Le poids du serment de Kollo D. Sanou : Quand le sexe guide l’action

Publié le mercredi 2 mars 2011

Le poids du serment de Kollo D. Sanou : Quand le sexe guide l’action

Nyama et Sibiri sont deux vrais amis. Admis à la confrérie des Dozos le même jour, lors d’une partie de chasse, Sibiri assomme Nyama et le jette dans un puits. Objectif : hériter de sa femme. De retour au village, il annonce que ce dernier a été dévoré par un lion. Peine perdue. La veuve refuse de l’épouser. Pire, il est banni du village pour avoir tenter de la violer. Son ex-ami revient au village avec un groupe de religieux évangélistes, mais amnésique. La confrontation entre les deux ravive la mémoire de Nyama.

Mais, très encrée dans sa nouvelle religion, il refuse de se soumettre au rite animiste « purificatoire ». Sarah, sa femme qui a accouché de son enfant entre temps, tient bon, se rend dans la confrérie religieuse et parvient à l’extirper.
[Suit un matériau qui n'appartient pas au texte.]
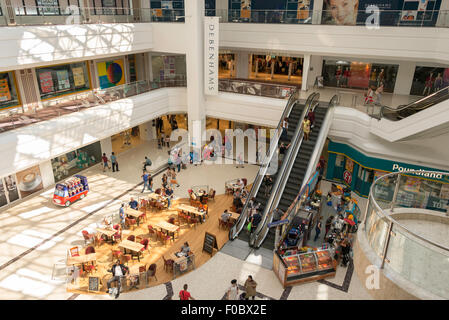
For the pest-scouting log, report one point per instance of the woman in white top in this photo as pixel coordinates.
(233, 291)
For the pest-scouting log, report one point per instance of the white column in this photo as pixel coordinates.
(221, 9)
(147, 131)
(242, 64)
(315, 69)
(106, 146)
(194, 24)
(317, 11)
(404, 78)
(305, 71)
(48, 177)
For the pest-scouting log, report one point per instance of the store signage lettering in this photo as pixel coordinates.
(211, 55)
(419, 172)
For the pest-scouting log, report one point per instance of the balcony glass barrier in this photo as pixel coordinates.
(44, 15)
(407, 18)
(400, 202)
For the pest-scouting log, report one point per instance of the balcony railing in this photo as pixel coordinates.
(411, 255)
(52, 108)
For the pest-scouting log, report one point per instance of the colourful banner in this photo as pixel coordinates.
(111, 73)
(78, 77)
(5, 94)
(46, 82)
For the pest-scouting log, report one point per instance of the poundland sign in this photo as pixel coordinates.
(211, 55)
(416, 172)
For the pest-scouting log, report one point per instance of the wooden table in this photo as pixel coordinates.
(82, 259)
(168, 227)
(134, 213)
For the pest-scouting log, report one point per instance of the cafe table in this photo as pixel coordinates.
(133, 213)
(133, 246)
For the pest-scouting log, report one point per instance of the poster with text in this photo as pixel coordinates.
(5, 94)
(78, 77)
(46, 82)
(63, 79)
(29, 181)
(111, 73)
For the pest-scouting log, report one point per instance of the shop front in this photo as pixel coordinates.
(359, 75)
(9, 98)
(63, 79)
(357, 171)
(76, 161)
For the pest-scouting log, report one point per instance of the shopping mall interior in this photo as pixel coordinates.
(151, 144)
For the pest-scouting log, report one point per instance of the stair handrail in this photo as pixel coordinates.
(238, 226)
(284, 172)
(309, 172)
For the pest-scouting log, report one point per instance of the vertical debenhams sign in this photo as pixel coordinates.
(211, 55)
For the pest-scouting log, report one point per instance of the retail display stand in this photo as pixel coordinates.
(70, 190)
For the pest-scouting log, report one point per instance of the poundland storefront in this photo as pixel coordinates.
(358, 171)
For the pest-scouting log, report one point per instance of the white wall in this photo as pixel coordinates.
(31, 46)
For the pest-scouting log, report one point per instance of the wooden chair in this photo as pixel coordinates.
(168, 264)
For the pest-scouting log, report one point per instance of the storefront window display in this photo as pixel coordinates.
(62, 79)
(427, 80)
(8, 91)
(359, 75)
(392, 13)
(75, 161)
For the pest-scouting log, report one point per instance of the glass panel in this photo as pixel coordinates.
(415, 261)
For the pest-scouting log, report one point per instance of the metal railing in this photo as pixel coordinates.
(281, 180)
(418, 259)
(268, 158)
(256, 88)
(50, 15)
(426, 18)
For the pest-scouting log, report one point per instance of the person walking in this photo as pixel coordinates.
(306, 128)
(317, 230)
(118, 272)
(184, 294)
(114, 162)
(105, 162)
(250, 288)
(233, 291)
(328, 225)
(122, 215)
(145, 181)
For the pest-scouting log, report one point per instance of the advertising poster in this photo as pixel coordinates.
(111, 73)
(353, 12)
(78, 76)
(5, 94)
(63, 79)
(29, 181)
(46, 82)
(245, 9)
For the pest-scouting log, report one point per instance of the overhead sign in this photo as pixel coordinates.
(211, 25)
(278, 223)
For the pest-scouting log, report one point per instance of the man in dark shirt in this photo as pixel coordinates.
(133, 204)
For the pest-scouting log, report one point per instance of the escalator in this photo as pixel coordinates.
(405, 111)
(299, 167)
(293, 112)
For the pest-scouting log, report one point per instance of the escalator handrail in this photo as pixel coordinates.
(284, 171)
(264, 231)
(428, 99)
(238, 226)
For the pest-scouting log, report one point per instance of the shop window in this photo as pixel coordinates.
(62, 79)
(8, 92)
(76, 161)
(359, 75)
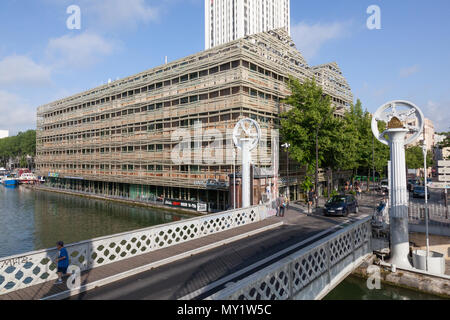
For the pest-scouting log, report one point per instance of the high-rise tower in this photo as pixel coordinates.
(228, 20)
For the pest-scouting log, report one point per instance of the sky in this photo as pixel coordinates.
(42, 60)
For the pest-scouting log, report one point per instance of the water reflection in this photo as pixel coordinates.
(32, 220)
(355, 288)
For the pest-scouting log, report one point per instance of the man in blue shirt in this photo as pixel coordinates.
(62, 261)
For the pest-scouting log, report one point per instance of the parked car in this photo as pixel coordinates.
(341, 205)
(411, 184)
(419, 192)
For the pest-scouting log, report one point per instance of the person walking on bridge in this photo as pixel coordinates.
(62, 261)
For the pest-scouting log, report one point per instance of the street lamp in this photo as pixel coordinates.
(234, 177)
(424, 149)
(287, 146)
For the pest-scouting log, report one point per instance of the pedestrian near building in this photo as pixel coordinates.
(62, 261)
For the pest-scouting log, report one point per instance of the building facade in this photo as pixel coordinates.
(229, 20)
(119, 139)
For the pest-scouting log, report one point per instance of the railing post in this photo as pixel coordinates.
(291, 280)
(328, 252)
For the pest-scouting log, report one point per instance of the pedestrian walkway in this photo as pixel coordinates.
(103, 275)
(121, 269)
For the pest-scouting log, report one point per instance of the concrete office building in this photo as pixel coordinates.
(228, 20)
(117, 139)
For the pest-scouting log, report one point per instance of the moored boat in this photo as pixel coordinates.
(28, 178)
(10, 182)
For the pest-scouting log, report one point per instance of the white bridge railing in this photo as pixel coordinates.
(309, 273)
(24, 270)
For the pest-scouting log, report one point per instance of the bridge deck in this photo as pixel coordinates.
(49, 288)
(207, 267)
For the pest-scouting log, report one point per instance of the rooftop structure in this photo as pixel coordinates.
(228, 20)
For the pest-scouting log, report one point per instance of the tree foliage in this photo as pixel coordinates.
(18, 146)
(311, 112)
(414, 158)
(344, 144)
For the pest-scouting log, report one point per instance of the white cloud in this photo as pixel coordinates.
(309, 38)
(439, 113)
(81, 50)
(119, 13)
(16, 69)
(17, 113)
(409, 71)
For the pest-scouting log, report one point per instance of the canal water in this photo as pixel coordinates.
(355, 288)
(32, 220)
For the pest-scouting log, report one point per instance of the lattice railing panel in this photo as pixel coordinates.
(32, 268)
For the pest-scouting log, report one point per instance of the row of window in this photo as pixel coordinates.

Elle a sans doute réussi à cause de sa persévérance, mais aussi à cause de la déception des pratiques dans sa nouvelle religion où l’argent et le sexe semble orienter les actions.
Pendant 82mn, Kollo Sanou nous envoie dans l’univers des chasseurs Dozos et des religieux où le contraste n’est pas si grand comme on le croirait.

Nyama, l’acteur principal est un homme du théâtre qui dit n’avoir pas eu de difficulté à entrer dans son personnage. Aussi, on remarque la présence de Mamadou Zerbo (acteur principal dans Tasuma), dans le rôle du sage qui se veut l’incarnation de la complémentarité entre tradition et moderniste. Un chef traditionnel progressiste.
Après avoir remporté le prix de la meilleure œuvre au FESPACO 83 avec « Pawéogo, l’émigrant », il décroche l’étalon de bronze au FESPACO 2005 avec « Tasuma ».

« Le poids du serment », pourra-t-il offrir au Burkina son troisième étalon de Yennenga ? Rien n’est moins sûr. Le sujet traité, en lui-même n’est pas nouveau. Techniquement, les transitions semblent réussies, ainsi que la trame de l’histoire, mais, l’éclairage semble connaître quelques défaillances. Contrairement à la plupart des cinéphiles qui ont vu le film sous l’angle des conflits entre religions révélées et religions traditionnelle, c’est sous cet angle « le sexe guide les pas », que le critique Abraham Bayili a suivi le film. « Je n’ai pas vu tous les autres films en compétition, donc, d’emblée je ne peux pas dire que ce film va figurer ou pas dans le trio », affirme-t-il.